The window was dedicated in October 1907 by  W. L. Caldwell, a representative of the Colgate Art Glass Co came to St. Georges to dedicate the window. The window cost between $400 and $500 with the cost contributed by Sunday School. We know from a previous contractor visiting St. George’s that Colgate went bankrupt in 1910.

Daily Star wrote October 4, 1907  “It is a beautiful and appropriate tribute to his work in the Sunday School as it is to his high Christian character.”

Marshall Hall (1843-1903) was a Superintendent of Sunday Schools for 38 years and druggist at J.B. Hall Sons Druggists with his brothers Horace B. & Robert R Hall His father was  John B. Hall druggist on Caroline Street and Marshall was one of 7 children. John B. Hall served in the second church and there is a portrait of him in the Fredericksburg museum. Robert Rush Hall also served St. George’s.

Marshall served Braxton’s Battery in artillery in Civil War. They are related to the famous colonial doctor Benjamin Rush of Philadelphia – a Hall married Rush’s Aunt.
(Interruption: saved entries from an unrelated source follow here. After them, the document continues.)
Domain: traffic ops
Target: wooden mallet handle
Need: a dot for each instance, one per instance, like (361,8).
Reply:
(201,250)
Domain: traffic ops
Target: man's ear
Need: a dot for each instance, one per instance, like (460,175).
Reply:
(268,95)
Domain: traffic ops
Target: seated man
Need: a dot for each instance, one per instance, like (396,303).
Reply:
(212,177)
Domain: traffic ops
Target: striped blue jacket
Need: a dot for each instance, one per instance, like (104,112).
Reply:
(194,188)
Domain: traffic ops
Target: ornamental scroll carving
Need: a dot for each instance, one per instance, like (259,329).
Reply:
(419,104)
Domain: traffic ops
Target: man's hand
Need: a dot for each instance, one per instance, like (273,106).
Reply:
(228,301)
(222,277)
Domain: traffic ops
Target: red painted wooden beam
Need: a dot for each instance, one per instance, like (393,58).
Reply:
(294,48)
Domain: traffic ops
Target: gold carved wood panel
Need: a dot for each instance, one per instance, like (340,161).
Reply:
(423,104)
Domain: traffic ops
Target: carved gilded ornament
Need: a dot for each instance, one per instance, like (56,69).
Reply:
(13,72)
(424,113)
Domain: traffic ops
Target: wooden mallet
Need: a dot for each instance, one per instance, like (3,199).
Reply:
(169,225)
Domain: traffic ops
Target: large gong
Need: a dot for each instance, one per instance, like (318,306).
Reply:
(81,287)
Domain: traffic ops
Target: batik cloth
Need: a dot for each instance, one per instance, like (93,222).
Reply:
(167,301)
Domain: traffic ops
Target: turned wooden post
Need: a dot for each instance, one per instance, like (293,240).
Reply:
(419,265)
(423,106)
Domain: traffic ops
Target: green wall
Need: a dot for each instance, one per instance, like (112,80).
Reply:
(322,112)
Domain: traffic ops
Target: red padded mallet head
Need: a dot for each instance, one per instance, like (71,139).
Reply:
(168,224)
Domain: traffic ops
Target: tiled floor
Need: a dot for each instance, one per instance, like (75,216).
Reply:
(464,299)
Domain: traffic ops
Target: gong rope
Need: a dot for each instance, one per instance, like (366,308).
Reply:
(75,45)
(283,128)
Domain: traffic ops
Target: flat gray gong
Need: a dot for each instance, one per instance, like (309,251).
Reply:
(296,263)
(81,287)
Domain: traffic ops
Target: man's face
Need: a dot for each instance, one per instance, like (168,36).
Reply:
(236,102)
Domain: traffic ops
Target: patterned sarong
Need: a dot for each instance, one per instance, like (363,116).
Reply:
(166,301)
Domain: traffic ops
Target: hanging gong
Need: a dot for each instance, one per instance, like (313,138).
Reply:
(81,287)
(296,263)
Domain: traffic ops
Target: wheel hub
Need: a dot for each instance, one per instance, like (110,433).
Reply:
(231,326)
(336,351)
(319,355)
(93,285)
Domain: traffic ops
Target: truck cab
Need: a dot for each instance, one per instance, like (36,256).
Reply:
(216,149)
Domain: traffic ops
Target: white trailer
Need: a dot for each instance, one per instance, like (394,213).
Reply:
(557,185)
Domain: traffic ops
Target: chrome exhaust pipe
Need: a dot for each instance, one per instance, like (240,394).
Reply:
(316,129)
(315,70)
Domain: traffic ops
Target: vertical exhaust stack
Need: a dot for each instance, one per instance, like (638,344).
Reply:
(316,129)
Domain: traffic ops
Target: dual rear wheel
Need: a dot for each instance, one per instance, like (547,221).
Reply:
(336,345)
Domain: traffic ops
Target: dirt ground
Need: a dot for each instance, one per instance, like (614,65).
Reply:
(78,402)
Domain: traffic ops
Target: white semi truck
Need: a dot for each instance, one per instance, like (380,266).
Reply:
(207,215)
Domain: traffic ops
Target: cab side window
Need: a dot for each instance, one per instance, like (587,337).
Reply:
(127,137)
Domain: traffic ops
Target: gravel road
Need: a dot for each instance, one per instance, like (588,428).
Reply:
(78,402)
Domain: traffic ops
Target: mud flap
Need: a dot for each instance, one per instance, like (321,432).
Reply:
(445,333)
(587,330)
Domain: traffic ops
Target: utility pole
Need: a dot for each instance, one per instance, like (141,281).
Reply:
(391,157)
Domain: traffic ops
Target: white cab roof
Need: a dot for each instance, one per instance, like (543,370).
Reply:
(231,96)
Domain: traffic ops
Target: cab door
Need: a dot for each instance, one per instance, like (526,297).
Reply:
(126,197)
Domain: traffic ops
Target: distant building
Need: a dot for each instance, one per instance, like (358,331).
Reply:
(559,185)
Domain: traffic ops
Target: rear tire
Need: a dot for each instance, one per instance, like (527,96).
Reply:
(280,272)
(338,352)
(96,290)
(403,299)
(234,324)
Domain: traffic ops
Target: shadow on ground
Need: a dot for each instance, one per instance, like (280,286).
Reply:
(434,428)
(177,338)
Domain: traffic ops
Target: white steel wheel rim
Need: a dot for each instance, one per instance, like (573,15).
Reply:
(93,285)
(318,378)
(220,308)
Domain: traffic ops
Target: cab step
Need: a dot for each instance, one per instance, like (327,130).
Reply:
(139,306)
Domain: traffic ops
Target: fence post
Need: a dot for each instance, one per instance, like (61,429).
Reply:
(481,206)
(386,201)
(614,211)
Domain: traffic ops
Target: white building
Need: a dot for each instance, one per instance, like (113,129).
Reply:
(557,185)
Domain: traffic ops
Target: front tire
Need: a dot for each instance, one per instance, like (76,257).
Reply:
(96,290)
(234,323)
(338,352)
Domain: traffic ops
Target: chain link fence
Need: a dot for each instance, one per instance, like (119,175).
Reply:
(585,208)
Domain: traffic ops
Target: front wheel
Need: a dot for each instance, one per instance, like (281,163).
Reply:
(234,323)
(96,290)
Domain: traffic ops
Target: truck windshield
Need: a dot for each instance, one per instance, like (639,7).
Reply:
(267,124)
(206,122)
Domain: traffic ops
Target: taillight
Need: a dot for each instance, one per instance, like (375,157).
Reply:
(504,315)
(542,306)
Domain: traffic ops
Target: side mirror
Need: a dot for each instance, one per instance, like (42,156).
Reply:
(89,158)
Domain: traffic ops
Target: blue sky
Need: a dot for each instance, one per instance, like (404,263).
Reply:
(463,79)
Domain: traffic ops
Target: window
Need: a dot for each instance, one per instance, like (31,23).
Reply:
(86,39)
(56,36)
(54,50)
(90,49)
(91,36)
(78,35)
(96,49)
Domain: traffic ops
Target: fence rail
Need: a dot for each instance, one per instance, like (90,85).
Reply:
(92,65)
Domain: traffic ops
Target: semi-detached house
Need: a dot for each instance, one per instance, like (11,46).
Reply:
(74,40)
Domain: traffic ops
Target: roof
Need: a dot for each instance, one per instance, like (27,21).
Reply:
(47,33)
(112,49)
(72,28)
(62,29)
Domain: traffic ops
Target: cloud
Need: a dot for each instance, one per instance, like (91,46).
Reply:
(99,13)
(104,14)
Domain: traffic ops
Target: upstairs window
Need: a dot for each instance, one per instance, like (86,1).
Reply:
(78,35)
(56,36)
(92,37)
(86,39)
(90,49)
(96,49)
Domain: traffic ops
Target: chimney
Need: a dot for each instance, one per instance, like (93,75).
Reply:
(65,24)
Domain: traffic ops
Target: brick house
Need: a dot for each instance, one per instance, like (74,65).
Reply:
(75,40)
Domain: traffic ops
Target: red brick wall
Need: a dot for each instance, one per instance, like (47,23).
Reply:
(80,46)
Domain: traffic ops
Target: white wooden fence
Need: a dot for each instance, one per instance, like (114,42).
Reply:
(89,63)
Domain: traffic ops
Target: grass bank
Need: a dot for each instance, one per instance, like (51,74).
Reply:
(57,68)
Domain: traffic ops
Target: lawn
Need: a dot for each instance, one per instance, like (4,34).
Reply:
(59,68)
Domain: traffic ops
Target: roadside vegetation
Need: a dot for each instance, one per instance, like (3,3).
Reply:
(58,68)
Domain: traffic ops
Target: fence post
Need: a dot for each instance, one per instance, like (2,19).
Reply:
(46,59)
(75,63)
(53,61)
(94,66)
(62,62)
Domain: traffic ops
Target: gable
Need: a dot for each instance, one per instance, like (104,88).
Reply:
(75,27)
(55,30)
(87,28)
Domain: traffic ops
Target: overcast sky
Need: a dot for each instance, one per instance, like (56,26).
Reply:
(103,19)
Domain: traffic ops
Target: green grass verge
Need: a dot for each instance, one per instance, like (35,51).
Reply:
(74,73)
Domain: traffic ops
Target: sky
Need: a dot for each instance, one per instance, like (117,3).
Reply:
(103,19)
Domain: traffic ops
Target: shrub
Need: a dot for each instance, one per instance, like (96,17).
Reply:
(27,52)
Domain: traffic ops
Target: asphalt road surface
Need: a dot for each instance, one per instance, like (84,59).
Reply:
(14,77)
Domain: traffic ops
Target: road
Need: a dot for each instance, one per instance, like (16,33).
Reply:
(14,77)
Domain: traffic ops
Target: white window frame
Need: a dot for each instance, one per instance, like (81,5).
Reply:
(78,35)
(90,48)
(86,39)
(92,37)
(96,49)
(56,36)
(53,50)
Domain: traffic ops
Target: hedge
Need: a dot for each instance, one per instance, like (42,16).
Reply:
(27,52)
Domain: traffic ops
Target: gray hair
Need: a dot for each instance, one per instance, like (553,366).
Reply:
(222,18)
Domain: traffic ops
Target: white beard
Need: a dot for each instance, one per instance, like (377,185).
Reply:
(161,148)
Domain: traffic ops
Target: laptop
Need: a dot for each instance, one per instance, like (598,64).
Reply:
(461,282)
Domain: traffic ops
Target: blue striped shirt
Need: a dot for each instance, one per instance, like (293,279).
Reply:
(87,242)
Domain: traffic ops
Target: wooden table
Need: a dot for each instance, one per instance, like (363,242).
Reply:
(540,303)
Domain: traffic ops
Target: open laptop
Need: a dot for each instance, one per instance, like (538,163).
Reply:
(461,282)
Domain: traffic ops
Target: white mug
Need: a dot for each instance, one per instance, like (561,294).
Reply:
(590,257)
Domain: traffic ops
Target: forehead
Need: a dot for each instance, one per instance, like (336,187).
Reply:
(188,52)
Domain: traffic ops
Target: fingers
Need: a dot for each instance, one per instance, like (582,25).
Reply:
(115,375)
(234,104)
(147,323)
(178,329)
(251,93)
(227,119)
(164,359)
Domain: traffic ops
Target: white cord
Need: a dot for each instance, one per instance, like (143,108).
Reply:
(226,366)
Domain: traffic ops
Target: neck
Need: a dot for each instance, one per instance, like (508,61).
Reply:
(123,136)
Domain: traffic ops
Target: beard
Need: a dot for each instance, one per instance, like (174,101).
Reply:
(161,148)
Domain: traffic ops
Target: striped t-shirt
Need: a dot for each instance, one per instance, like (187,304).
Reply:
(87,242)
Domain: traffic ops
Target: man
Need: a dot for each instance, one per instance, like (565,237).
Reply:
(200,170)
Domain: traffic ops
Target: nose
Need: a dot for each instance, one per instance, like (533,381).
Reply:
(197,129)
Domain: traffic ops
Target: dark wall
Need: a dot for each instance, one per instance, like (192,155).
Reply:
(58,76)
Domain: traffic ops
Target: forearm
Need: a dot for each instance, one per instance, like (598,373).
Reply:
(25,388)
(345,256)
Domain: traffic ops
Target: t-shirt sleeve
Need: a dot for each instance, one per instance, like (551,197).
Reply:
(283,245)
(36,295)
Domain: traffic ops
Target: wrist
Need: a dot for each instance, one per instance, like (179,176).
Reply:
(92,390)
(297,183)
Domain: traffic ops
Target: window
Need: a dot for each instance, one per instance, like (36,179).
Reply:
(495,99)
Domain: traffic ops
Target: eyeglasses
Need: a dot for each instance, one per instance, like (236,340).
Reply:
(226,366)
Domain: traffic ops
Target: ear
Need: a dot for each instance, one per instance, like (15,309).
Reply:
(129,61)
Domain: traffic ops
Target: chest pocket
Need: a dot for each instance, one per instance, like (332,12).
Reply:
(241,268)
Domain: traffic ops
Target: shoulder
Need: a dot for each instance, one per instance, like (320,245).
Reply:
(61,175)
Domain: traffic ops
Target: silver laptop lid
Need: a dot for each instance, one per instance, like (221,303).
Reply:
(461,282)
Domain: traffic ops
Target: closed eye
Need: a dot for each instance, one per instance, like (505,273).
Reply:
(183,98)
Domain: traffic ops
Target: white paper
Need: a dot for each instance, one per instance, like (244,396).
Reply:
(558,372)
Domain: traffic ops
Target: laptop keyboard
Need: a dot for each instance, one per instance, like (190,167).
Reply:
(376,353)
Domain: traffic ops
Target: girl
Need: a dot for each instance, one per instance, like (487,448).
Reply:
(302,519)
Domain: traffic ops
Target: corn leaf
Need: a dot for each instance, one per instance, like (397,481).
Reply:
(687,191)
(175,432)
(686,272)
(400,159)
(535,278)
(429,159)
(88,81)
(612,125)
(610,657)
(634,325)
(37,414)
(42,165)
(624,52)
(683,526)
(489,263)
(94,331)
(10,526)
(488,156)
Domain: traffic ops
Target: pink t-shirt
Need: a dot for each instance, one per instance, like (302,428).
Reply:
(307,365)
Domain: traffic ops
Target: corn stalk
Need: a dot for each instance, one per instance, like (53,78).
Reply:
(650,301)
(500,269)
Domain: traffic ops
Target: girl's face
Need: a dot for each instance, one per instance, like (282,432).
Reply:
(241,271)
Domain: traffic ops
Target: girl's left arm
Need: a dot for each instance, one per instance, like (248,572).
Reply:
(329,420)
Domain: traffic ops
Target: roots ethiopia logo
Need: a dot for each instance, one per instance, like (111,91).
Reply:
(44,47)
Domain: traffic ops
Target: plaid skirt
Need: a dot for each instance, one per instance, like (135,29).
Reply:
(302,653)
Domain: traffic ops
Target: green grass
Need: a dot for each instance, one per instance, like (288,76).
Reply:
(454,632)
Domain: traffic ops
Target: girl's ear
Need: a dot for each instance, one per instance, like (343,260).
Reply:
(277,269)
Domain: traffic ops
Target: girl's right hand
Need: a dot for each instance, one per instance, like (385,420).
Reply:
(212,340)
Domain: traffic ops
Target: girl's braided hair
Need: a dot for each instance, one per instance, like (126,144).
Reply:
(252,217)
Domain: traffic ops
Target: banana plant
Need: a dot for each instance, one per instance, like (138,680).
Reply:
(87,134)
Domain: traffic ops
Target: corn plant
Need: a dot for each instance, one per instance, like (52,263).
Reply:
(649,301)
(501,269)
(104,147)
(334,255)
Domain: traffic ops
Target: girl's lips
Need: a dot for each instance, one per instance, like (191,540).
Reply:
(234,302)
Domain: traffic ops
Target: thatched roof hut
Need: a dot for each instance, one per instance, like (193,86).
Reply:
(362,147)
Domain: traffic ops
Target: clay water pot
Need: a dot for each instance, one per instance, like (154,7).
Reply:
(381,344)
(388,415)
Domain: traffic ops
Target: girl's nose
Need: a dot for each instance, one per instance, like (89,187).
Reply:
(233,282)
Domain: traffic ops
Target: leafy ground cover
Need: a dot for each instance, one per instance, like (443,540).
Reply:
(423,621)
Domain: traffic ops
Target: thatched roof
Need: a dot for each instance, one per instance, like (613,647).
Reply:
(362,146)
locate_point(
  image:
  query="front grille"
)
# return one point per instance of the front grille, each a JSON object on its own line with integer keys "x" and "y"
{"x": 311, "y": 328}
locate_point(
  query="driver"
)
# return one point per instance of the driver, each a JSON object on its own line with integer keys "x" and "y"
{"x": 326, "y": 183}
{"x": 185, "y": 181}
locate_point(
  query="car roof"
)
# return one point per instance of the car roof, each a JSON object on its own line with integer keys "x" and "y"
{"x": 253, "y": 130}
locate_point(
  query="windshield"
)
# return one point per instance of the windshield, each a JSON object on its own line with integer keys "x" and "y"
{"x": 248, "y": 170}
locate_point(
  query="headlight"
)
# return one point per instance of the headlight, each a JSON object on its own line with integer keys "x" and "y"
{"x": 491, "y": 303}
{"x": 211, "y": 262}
One of the best quotations about him was in his obituary – “Of him, it can be truly said that he was a man of spotless, plainless character untouched by any form in vice or any sense of the word.”

4. Lamb of God, 1908


Subject: Lamb

Dedication: In memory of Marshall Carter Hall by St. George’s Sunday School

Maker/Date: Colgate Art Glass Co., New York, 1907

“Lamb of God” was a description of Jesus first used by John the Baptist.  “Behold the Lamb of God, who takes away the sin of the world.” (John 1:29)

1:Peter:20 “Christ, a lamb without blemish or defect.”

1 Corinthians 5:7  Jesus is “our Passover lamb.”

Jesus is seen as the sacrificial lamb going to his death but one that has triumphed.  A lamb is sacrificed at the Jewish ceremony of Passover.

In the story of Exodus, God planned to compel Pharoah to release the people of Israel from slavery by killing the firstborn of each Egyptian household. He told the people of Israel to sacrifice lambs and use their blood to mark their doorposts so that by that sign God would know to pass over their homes and not take the firstborn.

Jesus died at twilight on Passover, the time God told the Israelites that lamb should be sacrificed (John 19:4/ Exodus 12:6).

Lamb often shown in a position of triumph, standing with its leg hooked around the pole of a flag made up of a red cross on a white background and topped with another cross.

The Lamb can be shown as lamb with feet tied showing the future sacrifice.

Lamb or ram appears in Jewish writing about the apocalypse at the end of time as the agent of God who would crush evil and save God’s people. In the book of Revelation, John saw a lamb and a book with 7 seals. When the lamb opened the seals, it ushered in the final apocalypse. Thus if a lamb is near a book from which 7 seals are shown, it is a reference to this event.